Par la suite, il part à Kiev pour travailler comme rédacteur web dans une start-up. En 2009, il rentre en Hongrie pour lancer, avec trois amis, un site d’information francophone sur l’actualité hongroise. Ce média s'appellera Hulala et débutera son activité au moment où Viktor Orbán s’apprête à revenir au pouvoir et où, la France commence à réellement s’intéresser à l’actualité hongroise.
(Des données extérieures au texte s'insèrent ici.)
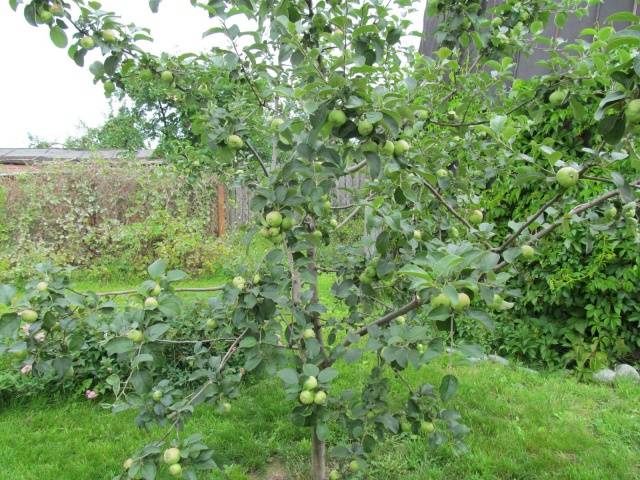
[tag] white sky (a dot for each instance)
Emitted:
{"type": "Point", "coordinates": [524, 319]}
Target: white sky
{"type": "Point", "coordinates": [44, 93]}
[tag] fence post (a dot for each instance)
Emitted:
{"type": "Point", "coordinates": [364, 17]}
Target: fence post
{"type": "Point", "coordinates": [221, 210]}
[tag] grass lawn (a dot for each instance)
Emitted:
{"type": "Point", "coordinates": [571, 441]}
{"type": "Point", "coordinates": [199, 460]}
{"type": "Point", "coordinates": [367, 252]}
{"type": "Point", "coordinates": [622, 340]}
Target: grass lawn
{"type": "Point", "coordinates": [524, 426]}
Hulala connaît alors un réel succès et deviendra au fil du temps, une référence en matière d’actualité politique hongroise pour les médias français.
Pendant quatre ans, Corentin mène une double vie : salarié dans une start-up d’un côté, rédacteur en chef d’Hulala de l’autre. À partir de 2012, il enchaîne également les piges, pour Ouest-France, La Libre, puis le monde Diplomatique et Mediapart. Mais le format court le frustre, il lui manque quelque chose et a besoin de plus. Il décide alors, avec plusieurs amis correspondant, de s’atteler à la rédaction d’un ouvrage nommé « La Hongrie sous Orbán ». « J’étais très fier du Courrier d’Europe centrale, mais ce n’était pas physique », confie-t-il. Ce livre collectif raconte une décennie passée au plus près des évolutions politiques du pays, douze années à documenter le virage autoritaire hongrois sous le commandement de Viktor Orbán.
Pour lui, Orbán est guidé par un revanchisme flou, une hostilité tenace envers les élites intellectuelles de Budapest, accusées de mépriser la province. « Orbán a besoin d’un adversaire », résume-t-il. Au début du Fidesz, se souvient-il, les militants voulaient convaincre, persuader que l’Europe finirait par comprendre leur combat et leur méthode, mais les réformes autoritaires du parti n’ont fait que freiner les rapprochements. Pour autant, Corentin n’a jamais perdu son attachement à la Hongrie. Il aimait Budapest avant le Fidesz et aime toujours la vie ici. Il admet cependant garder la nostalgie d’une époque qu’il décrit comme « l’apogée culturelle » de la vie Budapestoise. « La nostalgie rend la Hongrie sexy », glisse-t-il, un sourire en coin.
Corentin est aujourd’hui rédacteur en chef adjoint du Courrier des Balkans, un média qu’il considère depuis longtemps comme un modèle. Mais sa plus grande fierté professionnelle reste bien-sûr son expérience du Courrier d’Europe centrale, dans ses archives d’articles, au sein de cette aventure collective. Cette aventure humaine, réalisée avec peu de budget, lui a laissé des souvenirs marquants.
De Pithiviers à Budapest, de la géographie à l’écriture, Corentin Léotard s’est inventé un parcours à son image : discret, opiniâtre, ancré dans l’observation patiente d’une partie de l’Europe souvent mal comprise. Une vie guidée par la curiosité et la découverte d’une région qui l’a vu évoluer au fil des années.